Call everybody to the kitchen. Arrange the food on the table, the big bowl, the mismatched plates and glasses. It turns out to be good, and everybody eats without coaxing, dunking bread in the oily mix and sipping wine, Russell eating more than anyone.

Get the guy in the apartment across the hall to take a picture. He doesn’t know what the hell to make of this, but he accepts a glass of wine and agrees to snap some photos.

Everyone smiles as they raise their glasses to the camera. The four of you might be toasting a sly, dark-eyed waitress in a foreign café where the locals love you, share gossip, and give you affectionate nicknames. You might be outlaws. You are most definitely fools.

The end of this last year is closing in. You can see the near-giddy relief in everyone’s eyes: Gordon, lanky, long-haired and bearded, planning to disappear for a while; Bobby, turning away slightly at the flash, the shy psychologist off to grad school; tall, handsome Russell, practicing his politician’s grin, his rehearsed pose; and you in the middle, your smile full of largesse, restrained but happy, having just accepted an engineer’s job in your hometown.

Afterwards, crawl out through the kitchen window, using the tree limbs for balance, and sit on the sloping roof of this sprawling old house, smoking. All of you did this often in the fall, as reckless as teenagers, before the bitterness. Bring the jug of wine, and pass it around. Gordon stays inside and you can hear him start Who’s Next at full volume, the synthesized opening chords of “Baba O’Reilly” slicing through the evening. Bobby doesn’t smoke, but Russell lights a cigar. He thinks it makes him look self-assured. Watch the blue smoke drift off, sifting into the darkening sky. When Gordon closes his door, muffling the sound of the music, you can hear the traffic on Forbes Avenue. Inhale the cool night air like smoke. Feel it tremble in your chest.

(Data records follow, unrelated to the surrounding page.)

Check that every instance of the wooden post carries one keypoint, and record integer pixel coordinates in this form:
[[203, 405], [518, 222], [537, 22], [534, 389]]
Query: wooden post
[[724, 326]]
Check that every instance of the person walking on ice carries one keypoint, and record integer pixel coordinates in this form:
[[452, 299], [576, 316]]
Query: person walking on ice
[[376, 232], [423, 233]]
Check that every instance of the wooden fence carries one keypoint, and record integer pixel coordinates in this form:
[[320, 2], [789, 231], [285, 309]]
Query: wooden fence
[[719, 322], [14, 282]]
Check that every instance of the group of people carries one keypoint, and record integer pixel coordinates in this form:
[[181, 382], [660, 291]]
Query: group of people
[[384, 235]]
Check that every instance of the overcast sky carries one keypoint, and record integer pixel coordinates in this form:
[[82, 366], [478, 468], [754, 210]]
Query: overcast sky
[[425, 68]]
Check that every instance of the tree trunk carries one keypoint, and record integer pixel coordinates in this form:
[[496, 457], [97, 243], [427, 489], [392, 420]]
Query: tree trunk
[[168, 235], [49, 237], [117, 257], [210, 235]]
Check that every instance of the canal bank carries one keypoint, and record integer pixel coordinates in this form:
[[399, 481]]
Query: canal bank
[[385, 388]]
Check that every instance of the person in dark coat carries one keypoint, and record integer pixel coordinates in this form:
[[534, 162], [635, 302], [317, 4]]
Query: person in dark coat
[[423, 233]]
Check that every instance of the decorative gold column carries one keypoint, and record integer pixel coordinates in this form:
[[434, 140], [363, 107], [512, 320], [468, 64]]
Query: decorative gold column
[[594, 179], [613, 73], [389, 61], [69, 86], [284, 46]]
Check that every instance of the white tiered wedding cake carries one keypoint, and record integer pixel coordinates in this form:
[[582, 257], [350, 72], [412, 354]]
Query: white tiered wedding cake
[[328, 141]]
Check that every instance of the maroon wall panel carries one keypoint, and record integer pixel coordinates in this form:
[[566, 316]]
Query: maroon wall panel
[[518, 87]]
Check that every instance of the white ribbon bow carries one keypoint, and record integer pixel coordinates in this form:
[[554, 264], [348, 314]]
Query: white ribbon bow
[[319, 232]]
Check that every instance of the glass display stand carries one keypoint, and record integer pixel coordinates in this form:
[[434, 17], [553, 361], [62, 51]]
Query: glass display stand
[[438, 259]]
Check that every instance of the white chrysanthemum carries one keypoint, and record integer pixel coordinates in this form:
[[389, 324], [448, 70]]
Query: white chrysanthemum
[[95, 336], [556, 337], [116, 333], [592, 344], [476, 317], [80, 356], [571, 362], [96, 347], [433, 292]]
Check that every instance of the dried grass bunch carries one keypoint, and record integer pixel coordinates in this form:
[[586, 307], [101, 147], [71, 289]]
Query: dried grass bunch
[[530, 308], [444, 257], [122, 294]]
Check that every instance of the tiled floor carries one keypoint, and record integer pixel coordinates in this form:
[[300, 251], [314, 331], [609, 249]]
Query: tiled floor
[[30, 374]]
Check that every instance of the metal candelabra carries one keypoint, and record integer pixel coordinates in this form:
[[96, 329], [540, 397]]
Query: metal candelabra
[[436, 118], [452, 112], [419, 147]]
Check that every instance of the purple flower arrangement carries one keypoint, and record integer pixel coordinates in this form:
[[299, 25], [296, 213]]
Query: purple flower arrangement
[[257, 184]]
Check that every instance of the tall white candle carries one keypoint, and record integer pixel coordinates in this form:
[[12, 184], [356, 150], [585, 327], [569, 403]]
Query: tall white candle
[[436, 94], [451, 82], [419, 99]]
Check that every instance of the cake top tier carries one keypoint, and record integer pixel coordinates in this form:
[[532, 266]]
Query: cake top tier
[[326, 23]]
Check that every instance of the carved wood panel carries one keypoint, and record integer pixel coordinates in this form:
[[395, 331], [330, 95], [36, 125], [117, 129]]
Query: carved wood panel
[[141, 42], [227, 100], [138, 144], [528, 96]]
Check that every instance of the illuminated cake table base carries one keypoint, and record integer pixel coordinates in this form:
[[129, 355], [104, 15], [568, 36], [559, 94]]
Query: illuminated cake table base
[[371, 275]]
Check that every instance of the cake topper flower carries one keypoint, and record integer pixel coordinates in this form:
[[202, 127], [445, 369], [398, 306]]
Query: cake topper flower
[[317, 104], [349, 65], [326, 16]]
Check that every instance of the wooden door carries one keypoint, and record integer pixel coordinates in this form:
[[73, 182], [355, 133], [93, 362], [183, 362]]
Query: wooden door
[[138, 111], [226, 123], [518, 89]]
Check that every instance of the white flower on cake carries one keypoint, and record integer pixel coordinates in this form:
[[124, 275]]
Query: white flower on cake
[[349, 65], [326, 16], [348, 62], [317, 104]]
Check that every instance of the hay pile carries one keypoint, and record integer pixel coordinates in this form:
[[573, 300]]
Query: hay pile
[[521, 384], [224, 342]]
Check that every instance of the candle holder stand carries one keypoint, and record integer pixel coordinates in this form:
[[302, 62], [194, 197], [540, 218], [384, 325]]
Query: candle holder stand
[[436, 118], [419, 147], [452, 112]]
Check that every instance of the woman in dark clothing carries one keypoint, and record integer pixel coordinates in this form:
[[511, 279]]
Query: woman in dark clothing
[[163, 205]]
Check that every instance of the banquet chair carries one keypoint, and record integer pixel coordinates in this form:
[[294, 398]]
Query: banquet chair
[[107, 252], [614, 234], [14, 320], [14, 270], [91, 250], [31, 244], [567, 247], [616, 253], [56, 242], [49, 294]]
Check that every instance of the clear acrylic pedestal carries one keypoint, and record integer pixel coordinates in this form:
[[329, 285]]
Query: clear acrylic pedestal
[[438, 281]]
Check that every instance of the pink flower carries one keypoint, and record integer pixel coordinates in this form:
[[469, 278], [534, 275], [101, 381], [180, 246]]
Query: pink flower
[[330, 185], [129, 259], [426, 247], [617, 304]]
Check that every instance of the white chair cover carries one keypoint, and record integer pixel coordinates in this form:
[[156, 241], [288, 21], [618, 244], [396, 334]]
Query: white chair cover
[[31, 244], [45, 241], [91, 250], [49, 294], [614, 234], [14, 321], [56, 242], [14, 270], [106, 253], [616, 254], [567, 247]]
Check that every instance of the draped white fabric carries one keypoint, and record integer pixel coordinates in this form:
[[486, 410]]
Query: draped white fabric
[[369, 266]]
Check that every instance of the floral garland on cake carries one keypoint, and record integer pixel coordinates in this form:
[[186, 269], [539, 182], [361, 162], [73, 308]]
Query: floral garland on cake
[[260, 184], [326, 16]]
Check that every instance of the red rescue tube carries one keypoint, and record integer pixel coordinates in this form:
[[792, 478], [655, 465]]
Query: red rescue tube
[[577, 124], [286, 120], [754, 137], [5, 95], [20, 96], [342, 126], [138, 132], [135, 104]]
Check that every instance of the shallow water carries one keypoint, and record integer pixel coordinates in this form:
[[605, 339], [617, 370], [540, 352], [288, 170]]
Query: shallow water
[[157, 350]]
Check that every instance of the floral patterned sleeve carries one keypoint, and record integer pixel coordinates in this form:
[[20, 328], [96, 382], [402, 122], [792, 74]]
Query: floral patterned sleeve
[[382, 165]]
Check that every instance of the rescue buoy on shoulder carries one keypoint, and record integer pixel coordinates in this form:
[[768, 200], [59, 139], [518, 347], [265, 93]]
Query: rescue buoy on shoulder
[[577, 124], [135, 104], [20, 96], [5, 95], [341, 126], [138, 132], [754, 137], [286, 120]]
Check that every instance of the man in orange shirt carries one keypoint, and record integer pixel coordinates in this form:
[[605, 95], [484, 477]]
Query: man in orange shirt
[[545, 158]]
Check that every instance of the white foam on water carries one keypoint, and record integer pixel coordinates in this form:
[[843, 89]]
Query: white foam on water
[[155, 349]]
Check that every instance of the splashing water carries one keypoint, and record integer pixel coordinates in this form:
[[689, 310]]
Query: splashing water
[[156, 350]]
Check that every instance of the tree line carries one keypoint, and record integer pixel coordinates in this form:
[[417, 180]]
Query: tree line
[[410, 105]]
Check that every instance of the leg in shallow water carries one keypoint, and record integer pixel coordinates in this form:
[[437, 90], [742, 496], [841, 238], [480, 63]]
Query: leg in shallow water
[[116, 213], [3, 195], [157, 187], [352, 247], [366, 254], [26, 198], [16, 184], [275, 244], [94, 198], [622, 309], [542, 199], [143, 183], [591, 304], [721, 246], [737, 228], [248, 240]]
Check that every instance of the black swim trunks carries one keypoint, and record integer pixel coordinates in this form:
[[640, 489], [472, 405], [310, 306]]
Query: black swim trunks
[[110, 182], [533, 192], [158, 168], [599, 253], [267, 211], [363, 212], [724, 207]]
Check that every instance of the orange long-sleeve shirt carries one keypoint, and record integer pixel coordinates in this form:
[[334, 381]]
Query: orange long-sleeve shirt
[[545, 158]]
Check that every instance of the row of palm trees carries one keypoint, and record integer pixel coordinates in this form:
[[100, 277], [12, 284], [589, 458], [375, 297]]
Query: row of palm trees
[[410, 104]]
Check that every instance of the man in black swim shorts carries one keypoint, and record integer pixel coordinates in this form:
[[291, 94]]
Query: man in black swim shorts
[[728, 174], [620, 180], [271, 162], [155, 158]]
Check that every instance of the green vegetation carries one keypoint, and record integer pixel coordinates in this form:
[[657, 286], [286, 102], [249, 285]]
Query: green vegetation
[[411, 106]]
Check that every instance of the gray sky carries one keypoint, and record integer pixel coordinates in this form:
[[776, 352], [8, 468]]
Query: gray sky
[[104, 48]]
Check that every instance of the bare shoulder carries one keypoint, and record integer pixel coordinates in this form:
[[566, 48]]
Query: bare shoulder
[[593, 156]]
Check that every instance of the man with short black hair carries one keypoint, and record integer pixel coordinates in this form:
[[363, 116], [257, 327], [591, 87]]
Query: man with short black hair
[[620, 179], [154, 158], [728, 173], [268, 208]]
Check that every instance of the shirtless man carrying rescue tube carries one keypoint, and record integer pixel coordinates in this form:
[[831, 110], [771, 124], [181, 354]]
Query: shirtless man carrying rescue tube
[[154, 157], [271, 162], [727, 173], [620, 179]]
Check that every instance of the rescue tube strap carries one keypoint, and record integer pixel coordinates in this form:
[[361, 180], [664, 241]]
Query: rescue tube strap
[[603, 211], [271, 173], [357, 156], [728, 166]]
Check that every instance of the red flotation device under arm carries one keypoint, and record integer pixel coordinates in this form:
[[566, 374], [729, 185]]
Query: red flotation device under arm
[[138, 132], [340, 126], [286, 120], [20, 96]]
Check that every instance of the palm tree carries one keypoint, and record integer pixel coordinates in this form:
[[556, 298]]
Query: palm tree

In time, all of you might become bald and caustic, or worse, tedious. Memory will rewrite these days. But tonight, in all of your eyes, there are tiny glowing visions of simpler prospects: oysters and icy cold Sancerre in Paris, savory hamburgers in Havana, grilled marlin in steamy Key West, every vista shimmering and vivid, just beyond the horizon.

James Gyure lives, writes, and makes a decent red wine in western Pennsylvania, where he had a long career as a university administrator. His work has appeared in Tahoma Literary Review, Gravel, Front Porch, Storyscape, Baltimore Review, Jabberwock Review, and elsewhere. His fiction has been nominated for a Pushcart Prize. He is completing a cycle of linked short stories and flash fiction.